Bei den Frühstückern waren am Nachmittag und am Abend die Blutzuckerwerte deutlich stabiler. Menschen, die in der Jugend und im jungen Erwachsenenalter nicht gefrühstückt haben, litten im Alter von über 40 Jahren signifikant häufiger an einem metabolischen Syndrom. Das metabolische Syndrom ist der Sammelbegriff verschiedener Risikofaktoren, die zu Herz-Kreislauf-Erkrankungen führen können.
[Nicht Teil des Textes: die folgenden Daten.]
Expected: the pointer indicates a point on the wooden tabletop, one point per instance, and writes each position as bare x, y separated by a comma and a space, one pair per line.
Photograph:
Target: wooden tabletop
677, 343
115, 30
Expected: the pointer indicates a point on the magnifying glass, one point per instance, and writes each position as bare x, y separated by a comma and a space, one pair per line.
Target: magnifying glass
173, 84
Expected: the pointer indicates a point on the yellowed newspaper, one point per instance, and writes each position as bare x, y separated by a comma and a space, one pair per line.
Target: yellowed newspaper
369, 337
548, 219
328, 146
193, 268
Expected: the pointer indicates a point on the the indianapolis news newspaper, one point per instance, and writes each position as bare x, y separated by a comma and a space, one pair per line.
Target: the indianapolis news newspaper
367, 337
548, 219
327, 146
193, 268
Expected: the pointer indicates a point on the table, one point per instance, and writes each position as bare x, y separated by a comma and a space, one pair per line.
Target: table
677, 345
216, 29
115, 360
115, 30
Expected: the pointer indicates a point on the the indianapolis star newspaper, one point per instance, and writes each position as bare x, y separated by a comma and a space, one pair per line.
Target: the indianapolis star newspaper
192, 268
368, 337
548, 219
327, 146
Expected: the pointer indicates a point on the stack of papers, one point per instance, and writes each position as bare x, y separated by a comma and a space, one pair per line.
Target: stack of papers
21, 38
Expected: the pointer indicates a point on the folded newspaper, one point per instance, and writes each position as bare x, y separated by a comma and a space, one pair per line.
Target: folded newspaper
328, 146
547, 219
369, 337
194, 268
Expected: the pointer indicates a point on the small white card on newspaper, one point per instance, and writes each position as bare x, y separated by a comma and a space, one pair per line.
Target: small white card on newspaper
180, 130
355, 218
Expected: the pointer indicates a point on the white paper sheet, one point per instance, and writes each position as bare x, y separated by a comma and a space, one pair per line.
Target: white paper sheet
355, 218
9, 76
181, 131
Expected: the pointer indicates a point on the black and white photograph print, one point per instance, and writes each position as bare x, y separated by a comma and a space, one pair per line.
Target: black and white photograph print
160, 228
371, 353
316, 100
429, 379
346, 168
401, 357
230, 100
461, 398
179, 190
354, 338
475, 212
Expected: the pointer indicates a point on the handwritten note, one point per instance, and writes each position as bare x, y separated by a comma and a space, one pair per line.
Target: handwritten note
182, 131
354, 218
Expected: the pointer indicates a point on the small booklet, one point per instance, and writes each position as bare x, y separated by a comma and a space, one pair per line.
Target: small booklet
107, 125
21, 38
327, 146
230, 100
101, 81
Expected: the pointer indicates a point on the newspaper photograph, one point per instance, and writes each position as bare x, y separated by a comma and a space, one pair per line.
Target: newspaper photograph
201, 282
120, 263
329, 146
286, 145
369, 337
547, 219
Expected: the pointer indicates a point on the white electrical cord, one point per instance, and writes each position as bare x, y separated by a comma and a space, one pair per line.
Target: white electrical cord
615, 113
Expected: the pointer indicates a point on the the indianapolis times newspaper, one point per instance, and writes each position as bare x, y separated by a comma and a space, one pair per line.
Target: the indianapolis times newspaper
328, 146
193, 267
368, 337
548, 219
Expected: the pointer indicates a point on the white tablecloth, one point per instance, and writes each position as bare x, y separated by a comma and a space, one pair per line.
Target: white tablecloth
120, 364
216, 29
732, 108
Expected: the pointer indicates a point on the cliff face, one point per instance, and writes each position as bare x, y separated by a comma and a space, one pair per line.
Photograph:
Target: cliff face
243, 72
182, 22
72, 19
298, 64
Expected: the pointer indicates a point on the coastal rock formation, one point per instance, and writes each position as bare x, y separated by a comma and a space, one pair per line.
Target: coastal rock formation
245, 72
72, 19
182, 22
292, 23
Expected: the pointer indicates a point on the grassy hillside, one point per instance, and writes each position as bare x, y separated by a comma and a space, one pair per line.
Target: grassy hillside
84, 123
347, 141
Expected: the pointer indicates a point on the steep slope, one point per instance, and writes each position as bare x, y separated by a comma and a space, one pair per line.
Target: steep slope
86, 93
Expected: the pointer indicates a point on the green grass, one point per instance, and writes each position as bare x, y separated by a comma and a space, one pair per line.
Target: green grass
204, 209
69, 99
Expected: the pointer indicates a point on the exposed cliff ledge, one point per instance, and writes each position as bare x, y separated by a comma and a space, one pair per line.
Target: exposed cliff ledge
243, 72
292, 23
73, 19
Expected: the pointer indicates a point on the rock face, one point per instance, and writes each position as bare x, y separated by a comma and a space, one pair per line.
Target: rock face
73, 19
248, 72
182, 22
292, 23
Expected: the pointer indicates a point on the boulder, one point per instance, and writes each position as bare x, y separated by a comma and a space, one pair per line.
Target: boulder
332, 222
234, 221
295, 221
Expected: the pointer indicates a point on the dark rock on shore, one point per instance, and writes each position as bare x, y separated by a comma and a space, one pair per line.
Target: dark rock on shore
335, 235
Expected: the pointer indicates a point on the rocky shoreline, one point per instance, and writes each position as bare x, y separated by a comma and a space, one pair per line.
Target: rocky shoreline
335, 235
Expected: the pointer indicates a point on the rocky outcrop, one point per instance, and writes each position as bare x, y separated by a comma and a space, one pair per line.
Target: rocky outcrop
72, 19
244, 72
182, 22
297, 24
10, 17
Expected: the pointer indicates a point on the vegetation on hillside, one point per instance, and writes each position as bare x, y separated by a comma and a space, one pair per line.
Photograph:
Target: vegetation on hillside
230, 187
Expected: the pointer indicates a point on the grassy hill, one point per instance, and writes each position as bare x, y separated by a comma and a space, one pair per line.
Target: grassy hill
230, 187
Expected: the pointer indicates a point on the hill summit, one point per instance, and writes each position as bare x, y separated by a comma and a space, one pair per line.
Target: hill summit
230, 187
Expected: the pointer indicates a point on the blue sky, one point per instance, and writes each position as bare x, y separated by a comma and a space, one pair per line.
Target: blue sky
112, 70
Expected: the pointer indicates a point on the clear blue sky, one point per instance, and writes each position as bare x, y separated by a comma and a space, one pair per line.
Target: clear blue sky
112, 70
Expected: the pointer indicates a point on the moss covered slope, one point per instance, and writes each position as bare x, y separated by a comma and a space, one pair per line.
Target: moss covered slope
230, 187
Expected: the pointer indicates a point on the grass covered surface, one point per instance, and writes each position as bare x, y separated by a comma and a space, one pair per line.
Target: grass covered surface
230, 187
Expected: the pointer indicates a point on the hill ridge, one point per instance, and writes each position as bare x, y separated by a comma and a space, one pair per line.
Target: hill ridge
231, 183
Folgende Symptome treten oft gemeinsam auf: Zu viel Bauchfett, Bluthochdruck, erhöhte Blutzucker- und Blutfettwerte.

Kinder, die täglich frühstückten, hatten im Vergleich zu Nicht-Frühstückern ein geringeres Risiko an Typ-2-Diabetes zu erkranken.

In einer aktuellen griechischen Studie (Eur J Clin Nutr 2014; 68(7):829-834) wurde bei Jungen ohne regelmäßiges Frühstück ein vergleichsweise höheres Gewicht, ein verminderter HDL-Cholesterinspiegel sowie höhere Triglyzeride-Werte festgestellt.

Frühstück oder nicht Frühstück, am Ende des Tages zählt alleine die Energiebilanz

Es ist jedoch bekannt, dass Menschen, die eiweißreich frühstücken, im Laufe des Tages durch die bessere Sättigung weniger Kalorien zu sich nehmen, so dass insgesamt etwa 200 bis 400 Kilokalorien pro Tag eingespart werden können.

Zudem weisen Daten darauf hin, dass Menschen, die regelmäßig morgens frühstücken, sich im Alltag mehr bewegen, weniger Zwischenmahlzeiten konsumieren und sich an dem sogenannten Drei-Mahlzeiten-Prinzip (Frühstück, Mittagessen, Abendessen) orientieren.

Die Beschränkung auf drei Mahlzeiten mit Verzicht auf Zwischenmahlzeiten und kalorienhaltige Getränke sowie eine eiweißreichere Ernährung bei gleichzeitiger Verminderung der Kohlenhydrate ist sicher einer der Grundpfeiler für eine langfristige Gewichtsstabilisierung.

Die Diogenes-Studie (N. Engl. J. Med., 2010) belegt, dass ein höherer Anteil an Eiweiß bei gleichzeitiger Reduktion der Kohlenhydrate mit Beachtung des glykämischen Index bzw. der glykämischen Last der beste Weg ist, abgenommenes Gewicht auf Dauer zu stabilisieren.